オレはしゃがんで、女の子と、目を合わせた。
「うん、そうだよ、ごめんね、今一生懸命作ってるから、並んでてね?」
くりくりの瞳が可愛くて、ふふ、と笑いながらそう言ったら、じいっと見つめられて。
「おにいちゃん……」
「ん?」
「結婚してください……っ!!」
「――――……」
一瞬、ぽけー、と、女の子と見つめ合ってしまった。
「「えっ」」
オレと、その子のお母さんの、驚きが、重なった。
ぱっと、お母さんを見上げて、お母さんもオレを見て、目が合うと、ぷ、と二人同時に、吹き出してしまった。
「莉子、結婚申し込まないで」
クスクス笑うお母さんに、莉子と呼ばれた女の子は、ぷんぷんに膨らむ。
「だって、お兄ちゃん、素敵なんだもん……!!」
「ちょっとー、ハルくんはどうしたのよー」
「ハルくんはもういいのー!!」
「あんなにハルくん、カッコいいって言ってたのにー」
お母さん、可笑しくてたまらないという感じでクスクス笑ってる。
謎のハルくん。……彼氏? って、多分、六歳とかそれくらいだと思うんだけど。……可愛すぎる。

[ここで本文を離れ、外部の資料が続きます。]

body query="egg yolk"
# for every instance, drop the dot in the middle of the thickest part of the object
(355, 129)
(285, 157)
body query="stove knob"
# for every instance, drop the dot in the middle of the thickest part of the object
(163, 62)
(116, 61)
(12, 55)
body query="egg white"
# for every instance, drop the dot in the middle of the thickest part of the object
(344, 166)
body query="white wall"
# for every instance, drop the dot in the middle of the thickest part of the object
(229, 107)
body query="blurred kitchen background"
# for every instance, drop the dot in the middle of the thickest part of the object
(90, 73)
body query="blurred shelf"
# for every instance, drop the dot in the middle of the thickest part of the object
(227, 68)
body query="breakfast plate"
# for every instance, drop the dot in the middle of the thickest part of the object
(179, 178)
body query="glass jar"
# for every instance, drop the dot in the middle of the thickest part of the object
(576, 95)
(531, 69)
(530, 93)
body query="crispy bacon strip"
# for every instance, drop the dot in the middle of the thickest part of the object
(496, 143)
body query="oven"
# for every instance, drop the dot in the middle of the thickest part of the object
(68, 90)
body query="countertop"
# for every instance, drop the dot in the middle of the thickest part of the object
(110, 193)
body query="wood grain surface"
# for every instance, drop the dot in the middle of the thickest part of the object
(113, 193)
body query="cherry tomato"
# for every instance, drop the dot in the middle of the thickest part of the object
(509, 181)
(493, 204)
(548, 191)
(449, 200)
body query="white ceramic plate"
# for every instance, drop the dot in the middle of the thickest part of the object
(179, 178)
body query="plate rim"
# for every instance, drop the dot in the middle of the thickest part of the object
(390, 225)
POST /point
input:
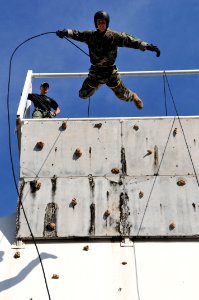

「お兄ちゃん、私、莉子って言うの。その内に、おっきくなったら、結婚して?」
えーと、六歳として、オレ二十歳だから、十四離れてるから、えーと、二十歳の時に三十四? まあそれなら無くもない?
……って、無いわ。無い無い。
本気にしてる訳じゃないけど、考えてたらおかしくなって、クスクス笑ってしまうと、「笑わないでー」と、莉子ちゃん。
周りに並んでる人達にも聞こえてて、なんだか、ほのぼのした雰囲気が流れている。